While crops haven’t yet been planted in the region, the record flooding has impacted livestock, transportation — including disrupting railways used to deliver ethanol to Texas refineries — and people’s homes. And more is on the way for the U.S., according to Mary Erickson, deputy director of the National Weather Service.
This could be “a preview to what we expect through the rest of the spring,” Erickson said in a call with reporters Thursday. “The stage is set for record flooding from now through May.”
More than 200 million people and two-thirds of the 48 contiguous states are at risk for flooding in their communities, said Edward Clark, director of the U.S. National Water Center in Tuscaloosa, Alabama.
At least 13 million people could face major flooding, he said.
Inundated Cities
Many of the cities along the banks of the Missouri River have already been inundated, with 30 flood records being set in Nebraska, Iowa and South Dakota, according to Kevin Low, a hydrologist with the Missouri Basin River Forecast Center in Pleasant Hill.
Emergencies have been declared across 80 percent of Nebraska, with Governor Pete Ricketts calling it the largest widespread disaster the state has faced. On Thursday, Flint Hills Resources said it’s adjusting gasoline production to make up for the loss of ethanol after Upper Midwest flooding closed railways used to ship the biofuel to Texas.
Even as the flood waters on the Missouri recede in the next week, it doesn’t erase the peril for the region because there is still a lot of snow that has to melt, and more rain could cause the water to rise again.

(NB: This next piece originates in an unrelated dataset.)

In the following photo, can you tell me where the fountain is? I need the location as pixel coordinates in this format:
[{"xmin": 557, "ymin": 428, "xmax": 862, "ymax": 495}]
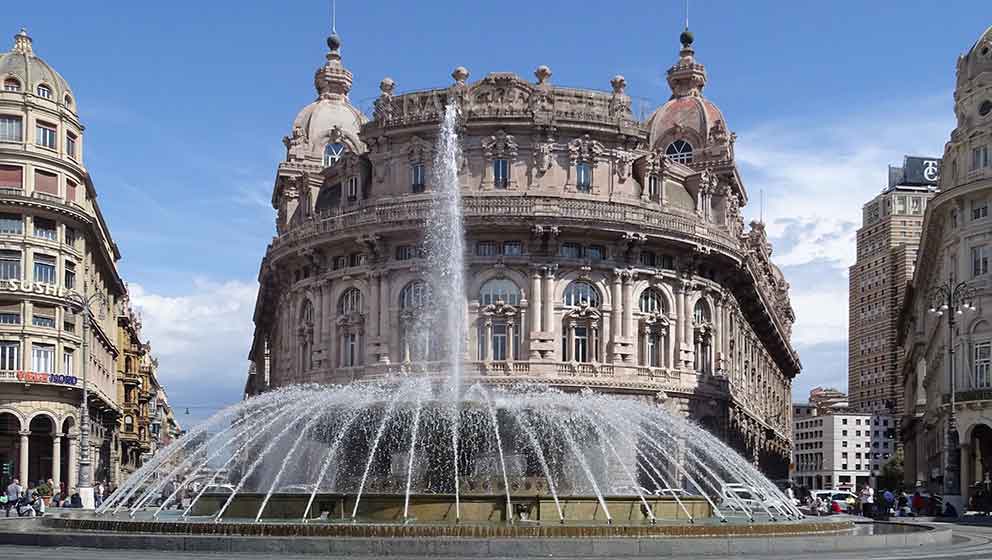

In addition, several other smaller rivers, including the Big Sioux and James River, are at high risk for the next month.
“Over the past week we have already experienced historic flooding,” Low said. “The whole stretch remains vulnerable to moderate flooding for the remainder of the spring and early summer.”
The agricultural impact on the spring flooding could be muted if the weather turns dryer later this spring, said Brad Rippey, a U.S. Department of Agriculture meteorologist.
“Certainly we do have some cards stacked against us across roughly the western half of the corn belt right now due to excessive soil moisture,” he said. “But I do want to caution it is only late March.”
The U.S. had its third-wettest year on record in 2018, leaving ground saturated, according to the U.S. National Centers for Environmental Information. That was followed by the wettest winter on record in the 48 contiguous states.
Parts of the upper Mississippi and Red River in North Dakota and Minnesota have received triple the amount of normal rain and snow this season, Erickson said. This has primed conditions for flooding this year, said Jon Gottschalk, a meteorologist with the Climate Prediction Center in College Park, Maryland.